For no obvious reason we had a difference in RVEF favoring the IIM-study group. We cannot explain whether this is due to an unknown confounder or small sample size. In fact, the values were not pathological [20] and there were no clinical signs of right ventricular insufficiency neither in the IIM nor in the control group.

Another potentially important diagnostic parameter for different cardiomyopathies is presence of LGE, which is a marker of fibrosis and consequently of irreversible myocardial remodeling. It is a common finding, inter alia, in infectious myocarditis [8]. As previously shown, a pathological LGE pattern is also often present in IIM patients [11]. In our cohort, LGE presence was associated with reduction in LVEF, LVGLS and RVGLS. Lee et al. have shown a correlation between LGE and occurrence of cardiac events in patients with acute myocarditis [21]. Such relationships are also conceivable for IIM patients and should be subject of further investigation.
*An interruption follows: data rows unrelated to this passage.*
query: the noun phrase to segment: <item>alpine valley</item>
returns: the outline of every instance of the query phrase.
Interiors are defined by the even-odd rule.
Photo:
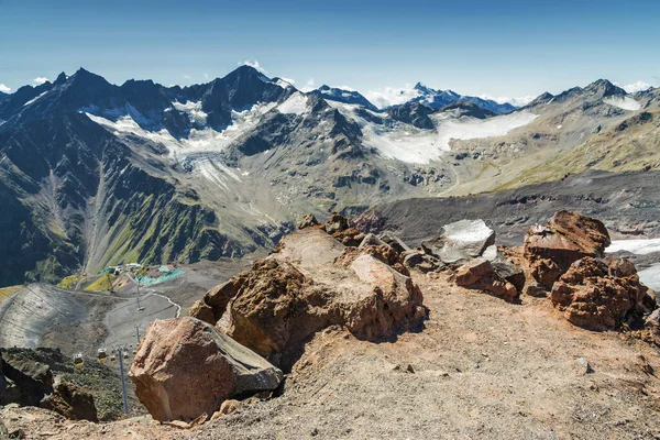
[[[381,109],[249,66],[184,88],[116,86],[79,69],[0,94],[0,286],[258,253],[307,212],[477,193],[534,199],[596,172],[657,182],[660,89],[630,95],[601,79],[522,108],[421,84],[415,94]]]

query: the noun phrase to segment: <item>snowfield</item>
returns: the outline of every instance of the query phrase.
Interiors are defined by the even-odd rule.
[[[307,111],[307,97],[299,91],[295,92],[279,106],[277,110],[285,114],[302,114]]]
[[[358,105],[327,101],[344,117],[355,121],[364,134],[363,144],[378,150],[383,157],[396,158],[411,164],[428,164],[438,160],[451,148],[452,139],[470,140],[503,136],[514,129],[527,125],[537,116],[529,111],[517,111],[486,120],[463,117],[450,118],[448,114],[432,114],[437,130],[421,130],[409,124],[393,121],[387,113],[369,111],[375,117],[389,120],[380,125],[365,120],[356,113]]]
[[[641,105],[630,97],[608,97],[603,99],[603,102],[623,110],[637,111],[641,109]]]
[[[437,130],[387,131],[370,125],[363,131],[364,145],[377,148],[384,157],[414,164],[428,164],[451,148],[452,139],[471,140],[503,136],[514,129],[527,125],[537,118],[528,111],[495,117],[486,120],[463,117],[442,119],[436,117]]]
[[[182,111],[184,113],[188,113],[188,118],[190,118],[190,122],[206,125],[206,120],[208,114],[201,110],[201,101],[193,102],[188,101],[186,103],[180,102],[172,102],[172,107],[176,110]],[[167,111],[167,110],[165,110]]]
[[[163,144],[169,152],[169,157],[175,161],[183,161],[189,154],[194,153],[218,153],[224,150],[229,144],[235,141],[241,135],[253,130],[261,117],[275,108],[275,103],[256,105],[249,110],[232,111],[232,124],[222,131],[216,131],[211,128],[202,130],[191,129],[187,139],[177,140],[165,129],[158,131],[148,131],[143,129],[135,122],[134,114],[125,114],[119,117],[117,121],[106,119],[85,112],[89,119],[110,130],[117,136],[123,134],[133,134],[156,143]],[[201,106],[198,103],[177,103],[178,109],[186,111],[190,118],[206,118],[206,113],[201,111]],[[138,117],[141,117],[140,114]]]
[[[639,271],[637,275],[639,275],[641,284],[656,292],[660,292],[660,263],[656,263],[651,267]]]

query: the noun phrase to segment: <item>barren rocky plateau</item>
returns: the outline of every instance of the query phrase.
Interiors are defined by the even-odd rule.
[[[585,223],[592,220],[575,219],[570,212],[558,216],[542,228],[560,230],[568,226],[560,234],[563,239],[571,238],[573,224],[588,232],[573,237],[571,245],[581,243],[586,252],[588,246],[596,249],[598,240],[608,241],[606,231],[598,235],[598,229],[604,230],[602,223]],[[294,238],[289,243],[299,241]],[[525,254],[531,252],[530,242],[531,232],[526,237]],[[284,243],[271,258],[308,261],[305,252],[287,249],[286,239]],[[524,250],[514,248],[506,253],[525,268],[529,285],[532,265],[524,263]],[[583,261],[588,257],[575,262],[572,271]],[[616,264],[617,270],[626,271],[620,262]],[[305,263],[299,267],[306,274],[314,273],[314,268],[305,270]],[[0,416],[8,432],[34,439],[660,436],[660,382],[656,373],[660,356],[656,343],[623,322],[606,331],[571,323],[565,309],[554,304],[557,284],[547,293],[549,297],[521,294],[509,302],[487,295],[485,289],[457,285],[461,267],[438,267],[426,274],[410,270],[427,308],[421,328],[397,332],[387,340],[369,340],[356,338],[343,326],[327,327],[304,343],[302,354],[286,369],[284,383],[275,393],[244,398],[227,411],[230,414],[216,415],[197,426],[161,424],[148,416],[110,424],[70,421],[44,409],[15,405],[3,407]],[[637,283],[635,276],[623,272],[604,277]],[[566,275],[560,280],[570,284]]]

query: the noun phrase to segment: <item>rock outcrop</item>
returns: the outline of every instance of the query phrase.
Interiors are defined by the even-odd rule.
[[[524,255],[531,276],[550,290],[571,264],[584,256],[602,257],[608,245],[609,234],[601,221],[558,211],[546,226],[531,227],[525,237]]]
[[[302,217],[302,220],[298,223],[298,229],[311,228],[319,224],[319,221],[312,213],[308,213]]]
[[[45,363],[0,353],[0,405],[9,404],[50,409],[72,420],[98,421],[88,391],[54,376]]]
[[[483,256],[459,267],[454,282],[461,287],[484,290],[507,302],[516,302],[518,299],[516,286],[499,276],[493,264]]]
[[[286,237],[243,275],[227,332],[285,369],[305,340],[326,327],[345,326],[358,338],[380,340],[426,316],[421,293],[394,249],[345,248],[319,229]]]
[[[275,389],[283,378],[250,349],[189,317],[152,322],[130,376],[140,402],[161,421],[212,415],[223,400]]]
[[[591,256],[571,265],[554,283],[550,299],[571,323],[596,331],[618,328],[654,308],[629,262]]]
[[[332,235],[333,233],[341,232],[341,231],[349,229],[349,221],[346,220],[345,217],[343,217],[337,212],[332,212],[326,220],[324,227],[326,227],[326,232],[328,232],[330,235]]]
[[[69,420],[98,421],[94,396],[59,376],[55,378],[53,393],[44,397],[40,406]]]
[[[227,305],[237,295],[244,280],[244,275],[241,274],[211,288],[202,299],[198,299],[190,306],[188,316],[215,326],[224,315]]]
[[[495,231],[483,220],[461,220],[442,227],[440,235],[421,243],[424,250],[447,264],[465,263],[495,244]]]

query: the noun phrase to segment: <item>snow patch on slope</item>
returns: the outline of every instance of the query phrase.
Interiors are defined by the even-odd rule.
[[[286,101],[277,107],[280,113],[302,114],[307,111],[307,97],[299,91],[295,92]]]
[[[187,106],[187,105],[182,105]],[[187,139],[176,139],[167,130],[148,131],[141,128],[135,120],[125,114],[119,117],[116,121],[103,117],[85,112],[89,119],[102,125],[114,133],[117,136],[124,134],[136,135],[156,143],[163,144],[169,152],[170,158],[184,161],[186,156],[198,153],[218,153],[224,150],[229,144],[246,132],[252,131],[261,120],[261,117],[275,107],[275,103],[265,103],[253,106],[249,110],[232,111],[232,124],[218,132],[211,128],[202,130],[191,129]],[[191,114],[197,110],[195,106],[189,106]],[[200,117],[199,114],[197,114]]]
[[[641,284],[656,292],[660,290],[660,263],[656,263],[650,267],[639,271],[637,275],[639,275]]]
[[[452,139],[471,140],[503,136],[514,129],[527,125],[537,118],[528,111],[509,113],[486,120],[474,118],[441,119],[436,117],[436,131],[381,130],[371,125],[363,130],[364,144],[377,148],[385,157],[402,162],[428,164],[451,148]]]
[[[178,101],[172,102],[172,106],[182,111],[184,113],[188,113],[188,118],[190,118],[190,122],[206,125],[206,120],[208,114],[201,110],[201,101],[193,102],[187,101],[186,103],[180,103]]]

In our study cohort, a significant decrease of LVEF and all strain parameters were observed between baseline and follow-up. A recent meta-analysis could exclude a potential correlation between age and deformation parameters [22]. Hence, a subclinical deterioration of myocardial function over time can be excluded. Observed worsening of functional parameters in our study Is consequently due to the underlying disease. Thus, a single CMR examination may not provide enough information to detect patients at risk. A follow-up CMR exam can provide information about functional worsening and thereby contribute to therapeutic decision as therapy escalation.

Study limitations

The main limitation of this study is the small sample size. This is essentially due to the fact that IIM are rare diseases according to the Rare Diseases Act of 2002 of the United States. In fact, our study population is large compared to others found in literature. Another limitation is the unicentric study design. Our data should be validated in larger cohorts of multicentric studies. Furthermore, our study was not designed to examine the impact of imaging findings on clinical decision-making and patient outcome. Whether a change in immunosuppressive therapy because of MR-findings has an influence on clinical outcome should be investigated in a prospective randomized trial.

Conclusions

Cardiac involvement in IIM was frequently identified. We have shown that CMR including LGE and feature tracking provides additional information to classical ejection fraction measurements and may improve diagnostic work-up of IIM patients in future.